I have been wondering what my focus will be for 2019.

In 2017, I lived an “intentional and abundant life” and blogged about a new adventure each week. I focused on living fully and it was a fabulous year. Last year snuck away from me somehow. It came, it was a challenging year of losing several beloved friends, and so I will remember 2018 as a sadder year. But in reflecting on this, it has reminded me to really look at life as one long chain of endless possibilities. In December, I was at a staff retreat, and the woman running it spoke about being grateful. She challenged us to shift our thinking from “I HAVE TO  (fill in the blank)” to “I GET TO (fill in the blank)”. Even the most mundane requirements in life can be looked at as an opportunity. Somebody else would LOVE to have that opportunity depending on what their circumstances are. And so, my focus for 2019 this will be to be “Grateful for the Opportunities” and there really are opportunities everywhere!

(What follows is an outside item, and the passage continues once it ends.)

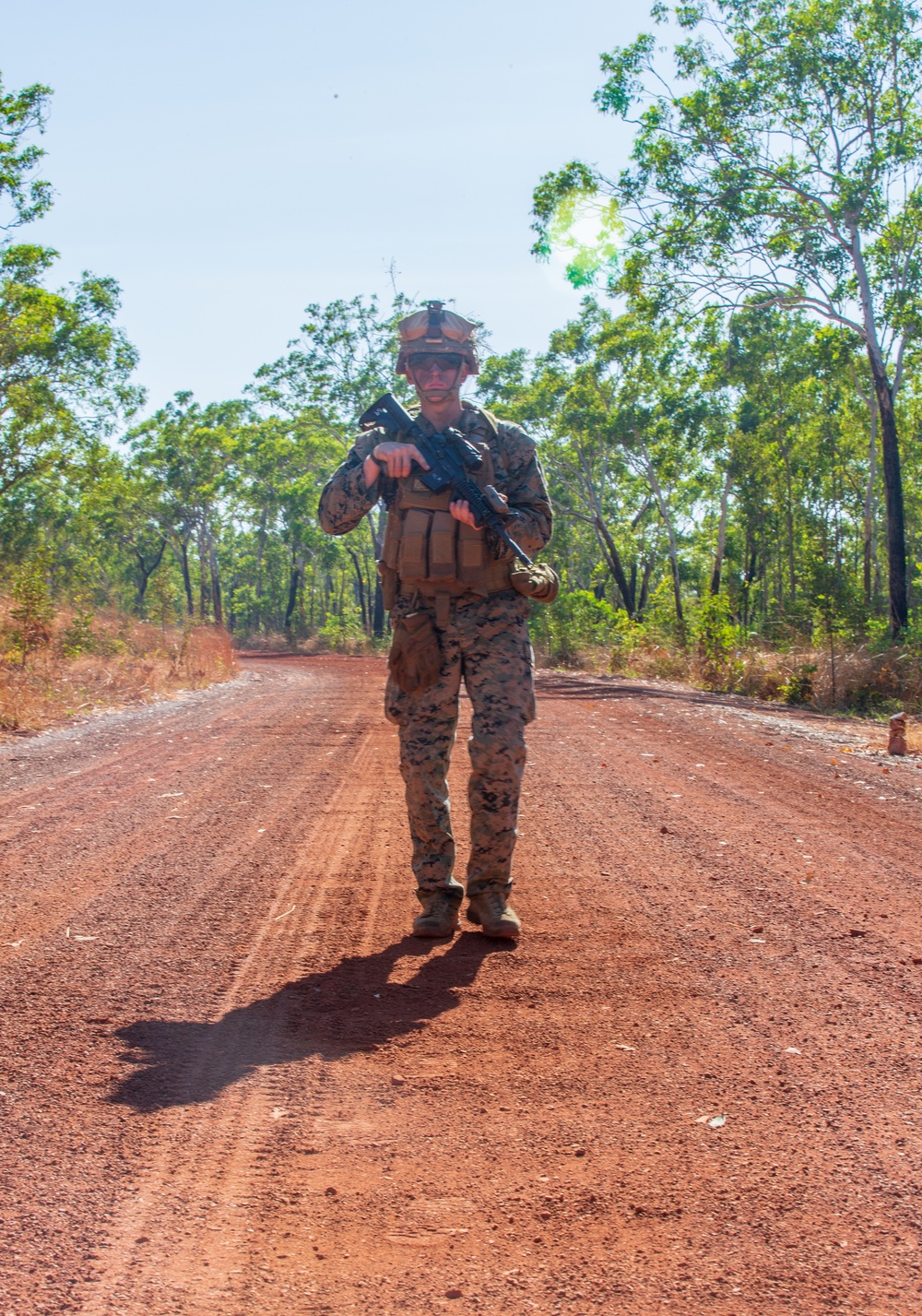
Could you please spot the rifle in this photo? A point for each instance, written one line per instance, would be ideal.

That being said, I had the opportunity to chug along up Mt. Tobe Rd from the brewery to our home with Vinnie on Saturday, Jan. 5, 2019 and saw the ride through a whole new lens. I saw it through the lens of 20 years of so many  opportunities it has brought to Vinnie and myself. I almost got a bit weepy thinking about how grateful I am for our little, four door, dark blue 1999 Mazda Protege!